Data Science Specialization: Capstone Project

Uma Balakrishnan
April 21, 2016

Main goal of the Capstone project is to analyze a large corpus of text documents to discover the structure of the data and how words are put together.
Project requires applying data science skills in the analysis of text data and Natural Language Processing (NLP).
The training data set for the project is downloaded from https://d396qusza40orc.cloudfront.net/dsscapstone/dataset/Coursera-SwiftKey.zip
The dataset consists of three corpus files (1. Twitter, 2. Blogs, 3. News) in four languages (German, US English, Finnish, and Russian).
My project, Shiny App and Presentation primarily focuses on the US English language.

Download and extract the text files
Choose each text file in English language for basic analysis
Clean the corpus & perform basic exploratory analysis
Sample data from each text file to perform analysis
Build N-Gram model using RWeka package (NGramTokenizer) for sampled data
Save unique unigram, bigram and trigram data along with their respective frequencies
Construct predictive model to predict next possible words (I have used Kneser-Ney smoothing to predict next word)

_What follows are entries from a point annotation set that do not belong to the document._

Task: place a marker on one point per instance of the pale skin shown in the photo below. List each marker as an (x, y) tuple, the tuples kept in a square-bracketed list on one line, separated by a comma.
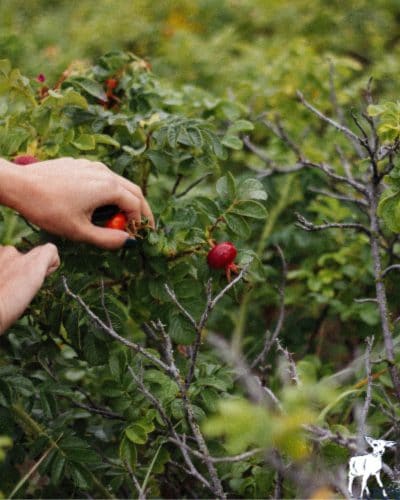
[(60, 197)]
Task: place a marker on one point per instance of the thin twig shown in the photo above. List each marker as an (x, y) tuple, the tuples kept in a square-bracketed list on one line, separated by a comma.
[(367, 402), (228, 459), (342, 128), (390, 268), (306, 225), (269, 341), (112, 333), (193, 185), (292, 370), (338, 196)]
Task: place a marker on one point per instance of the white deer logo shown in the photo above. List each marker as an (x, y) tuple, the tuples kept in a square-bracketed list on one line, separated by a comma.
[(369, 465)]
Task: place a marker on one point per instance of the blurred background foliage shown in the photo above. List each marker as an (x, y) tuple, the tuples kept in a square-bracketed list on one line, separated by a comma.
[(256, 55)]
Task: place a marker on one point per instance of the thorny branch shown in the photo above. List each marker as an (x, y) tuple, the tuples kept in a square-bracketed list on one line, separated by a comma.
[(199, 325), (201, 443), (367, 402), (369, 185), (270, 340), (306, 225)]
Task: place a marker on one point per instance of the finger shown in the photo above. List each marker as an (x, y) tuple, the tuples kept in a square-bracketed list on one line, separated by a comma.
[(129, 203), (145, 207), (46, 257), (109, 239)]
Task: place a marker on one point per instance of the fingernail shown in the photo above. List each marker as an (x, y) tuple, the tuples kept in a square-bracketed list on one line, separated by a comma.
[(130, 243)]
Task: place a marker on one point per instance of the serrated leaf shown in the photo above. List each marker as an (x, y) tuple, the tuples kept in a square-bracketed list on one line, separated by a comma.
[(91, 87), (136, 434), (226, 187), (195, 137), (128, 452), (237, 225), (85, 142), (389, 210), (208, 206), (181, 331), (81, 477), (375, 109), (251, 209), (241, 126), (57, 468), (172, 135), (106, 139), (251, 189), (232, 142)]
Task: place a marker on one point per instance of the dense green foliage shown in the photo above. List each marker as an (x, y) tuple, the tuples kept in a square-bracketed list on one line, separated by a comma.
[(212, 74)]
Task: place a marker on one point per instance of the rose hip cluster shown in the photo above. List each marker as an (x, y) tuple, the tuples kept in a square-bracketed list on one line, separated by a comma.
[(221, 256)]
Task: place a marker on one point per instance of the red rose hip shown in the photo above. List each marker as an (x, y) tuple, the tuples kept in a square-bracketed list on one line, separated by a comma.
[(221, 255), (119, 221), (25, 160)]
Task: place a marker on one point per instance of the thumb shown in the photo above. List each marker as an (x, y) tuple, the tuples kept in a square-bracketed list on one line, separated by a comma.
[(46, 256), (109, 239)]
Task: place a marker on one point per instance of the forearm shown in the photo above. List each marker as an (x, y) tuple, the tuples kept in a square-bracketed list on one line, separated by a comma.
[(12, 184)]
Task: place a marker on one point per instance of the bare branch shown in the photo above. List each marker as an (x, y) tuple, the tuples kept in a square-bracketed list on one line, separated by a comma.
[(186, 313), (269, 341), (367, 402), (333, 96), (345, 130), (182, 446), (201, 443), (339, 196), (251, 383), (390, 268), (367, 299), (193, 185), (290, 361), (112, 333), (306, 225), (230, 459)]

Size of data file constructed using unigram, bigram and trigram is 64KB. Size of original data file is 563MB.

Shiny App can be accessed from
https://umaram08.shinyapps.io/Shiny-Capstone/
Type a word / sentence in English where it says “Input your Text here:”; If a prediction is found, next 3 possible words are displayed; If not found, “Please Input Text for Possible Predictions” will be displayed as default.
Due to the size of laptop memory, Shiny app has been created with small training set sampled from given three different text files (RData for this Shiny app consists of unique 2568 Unigrams, 2399 Bigrams and 277 Trigrams).